Le préjudice causé par les faits de harcèlement moral est distinct de celui généré par la rupture du contrat de travail en raison de faits de harcèlement moral subi par le salarié. Compte tenu de la gravité des conséquences du harcèlement moral sur l’état de santé de Monsieur Y, générant un état dépressif avec pensées suicidaires, un suivi médical et une hospitalisation de cinq jours en cellule de crise d’un établissement public de santé mentale, le conseil de prud’hommes a exactement arrêté la réparation de son préjudice de ce chef à la somme de 24 650€, le jugement sera confirmé sur ce point.

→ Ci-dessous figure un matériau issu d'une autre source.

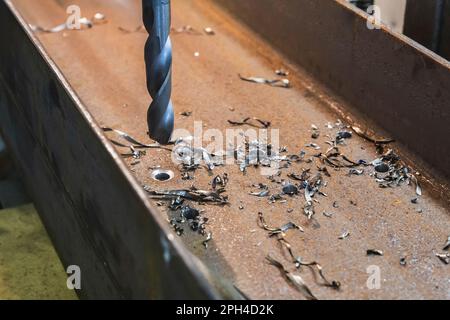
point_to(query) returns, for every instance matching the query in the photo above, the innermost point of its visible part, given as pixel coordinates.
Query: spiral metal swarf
(158, 60)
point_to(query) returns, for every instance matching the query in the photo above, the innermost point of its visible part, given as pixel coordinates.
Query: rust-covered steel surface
(105, 68)
(387, 76)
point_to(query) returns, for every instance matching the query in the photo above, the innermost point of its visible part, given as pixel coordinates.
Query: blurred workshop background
(29, 266)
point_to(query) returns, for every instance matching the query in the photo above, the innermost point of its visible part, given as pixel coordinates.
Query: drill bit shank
(158, 60)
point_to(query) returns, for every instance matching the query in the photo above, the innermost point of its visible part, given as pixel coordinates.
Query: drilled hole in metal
(162, 175)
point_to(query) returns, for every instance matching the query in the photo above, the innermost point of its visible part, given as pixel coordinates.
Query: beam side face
(393, 80)
(95, 215)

Il serait inéquitable de laisser à Monsieur Y la charge de ses frais irrépétibles et il est fait droit à sa demande d’application de l’article 700 du code de procédure civile.
PAR CES MOTIFS
La Cour,
Confirme le jugement entrepris en ce qu’il a dit que Monsieur S Y a fait l’objet d’un harcèlement moral et a condamné en conséquence la SA Z Industrie à lui verser la somme de 24 650€ à titre de dommages et intérêts pour le préjudice moral subi et celle de 1 000€ en application de l’article 700 du code de procédure civile ainsi qu’aux dépens,
L’infirme en ce qu’il a dit que le licenciement de Monsieur S Y pour impossibilité de reclassement suite à inaptitude médicalement constatée est justifiée,
Statuant à nouveau du chef infirmé et y ajoutant,
Annule le licenciement de Monsieur S Y,
Condamne la SA Z Industrie à lui payer la somme de 13 000€ à titre de dommages et intérêts pour licenciement nul, outre celle de 2 000€ en application de l’article 700 du code de procédure civile,
Déboute pour le surplus les parties de leurs demandes,
Condamne la SA Z Industrie aux dépens.
Signé par Marc SAUVAGE, Président et par Gwenaël TRIDON DE REY Greffier, auquel la minute de la décision a été remise par le magistrat signataire.